In my experience, this is powerfully exemplified in the activism of POSS.  After a period of congenial mingling, we gather in a large circle for opening prayer.  One elder walks the perimeter of the circle, smudging each of us with sage; another elder and founder of POSS, Paul Wagner, stands in the center of the circle, greets us and prays for us in his native tongue.  I quote him at length here (with permission), because words matter and the words of indigenous elders all the more so.  There is already a different tone to this gathering than the average protest or direct action.  Paul’s posture is one of a gentle quiet strength, his expression gracious, humble, and good-humored.  He has a story-teller’s poetic inflection as he thanks everyone who has assembled: 

I haven’t seen anything good become of this day until today, and that feels really, really, really, really good, I have to tell you.  Today is a super beautiful day!  To see your faces, to see you care, to know that you care, that you stand for the things that we stand for and that you’re willing to stand beside us and fight for prayer, come together with a prayer and bring a wellness to our children’s future, bring a wellness to our salmon’s future and our culture’s future.  And so.  I’m thanking each and everyone of you…

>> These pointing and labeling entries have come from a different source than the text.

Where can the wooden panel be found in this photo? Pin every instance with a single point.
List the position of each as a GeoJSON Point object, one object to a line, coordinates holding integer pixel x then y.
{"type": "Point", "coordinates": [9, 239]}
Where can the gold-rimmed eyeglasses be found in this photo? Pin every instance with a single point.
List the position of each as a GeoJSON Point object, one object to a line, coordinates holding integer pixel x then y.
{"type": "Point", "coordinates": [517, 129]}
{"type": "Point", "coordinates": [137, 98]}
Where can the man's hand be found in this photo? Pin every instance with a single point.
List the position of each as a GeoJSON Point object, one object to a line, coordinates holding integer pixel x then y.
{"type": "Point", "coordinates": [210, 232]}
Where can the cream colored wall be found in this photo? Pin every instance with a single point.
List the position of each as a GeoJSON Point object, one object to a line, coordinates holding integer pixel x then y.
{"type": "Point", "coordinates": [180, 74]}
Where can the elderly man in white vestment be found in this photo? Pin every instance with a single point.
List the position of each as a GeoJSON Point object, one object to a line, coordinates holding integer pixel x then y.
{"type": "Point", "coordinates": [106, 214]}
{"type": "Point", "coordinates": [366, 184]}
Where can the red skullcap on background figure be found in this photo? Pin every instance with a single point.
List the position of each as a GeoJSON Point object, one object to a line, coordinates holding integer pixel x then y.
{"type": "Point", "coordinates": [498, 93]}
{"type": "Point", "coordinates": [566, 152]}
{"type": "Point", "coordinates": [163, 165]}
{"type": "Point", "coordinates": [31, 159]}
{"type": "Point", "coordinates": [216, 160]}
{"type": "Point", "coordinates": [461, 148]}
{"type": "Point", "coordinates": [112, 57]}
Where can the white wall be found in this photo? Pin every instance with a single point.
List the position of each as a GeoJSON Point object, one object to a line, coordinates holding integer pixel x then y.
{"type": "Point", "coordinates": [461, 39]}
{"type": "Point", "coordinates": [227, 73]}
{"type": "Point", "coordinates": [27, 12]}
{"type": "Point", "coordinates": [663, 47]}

Paul tells some of his own personal and cultural history, and speaks to why we have gathered to be here.  What seems central to the kind of story-telling that happens in Spiritual Activism is that it makes visible the hidden or ugly truths, and speaks the unspeakable—re-membering (that is, putting back together) the pieces of history that have so frequently lain obscured by white-washed versions.  Paul shares: 

We have one house here, Mother Earth.  In those days we were one house inside of a long house, now we are in one house in Mother Earth…we gotta keep this house in good shape…And those schools, colonial schools I went to in Redmond WA, probably the best funded places in all America.  They never taught any of these things to me.  They only tell you to be a better taker than the one next to you, you know.  And that’s no way to create a world of peace and harmony and wellness.  The ancient teachings of the elder society people must be the educators of this world. Because we are the original care-givers of this world and we hold the owner’s manual.

And then we pray.  And somehow, in our church-and-state separated religious pluralism and ostensible secularism that barely masks a Christianized nation, prayer is exactly what is needed, feels exactly right—unique to Paul’s tradition and yet with room for the unspecified spiritual diversity present.  He thanks the land and the ancestors of this land, inviting each of us to enter the prayer in our own way:

So we should also have a prayer you know…smudge carries up a prayer…prayer goes up to the spirit…my prayer is that we have success, that our prayer is answered.  That we have all the things that we need, our birthright to clean water, our languages, the rivers, the elk, the deer the whole circle of life being well…we all have our own prayer for today.  Whatever it is, for your family, for a friend, for this earth…we thank the people of this land one more time…honored to be here and do a little bit of work here and prayerfully help [the people of this land] too.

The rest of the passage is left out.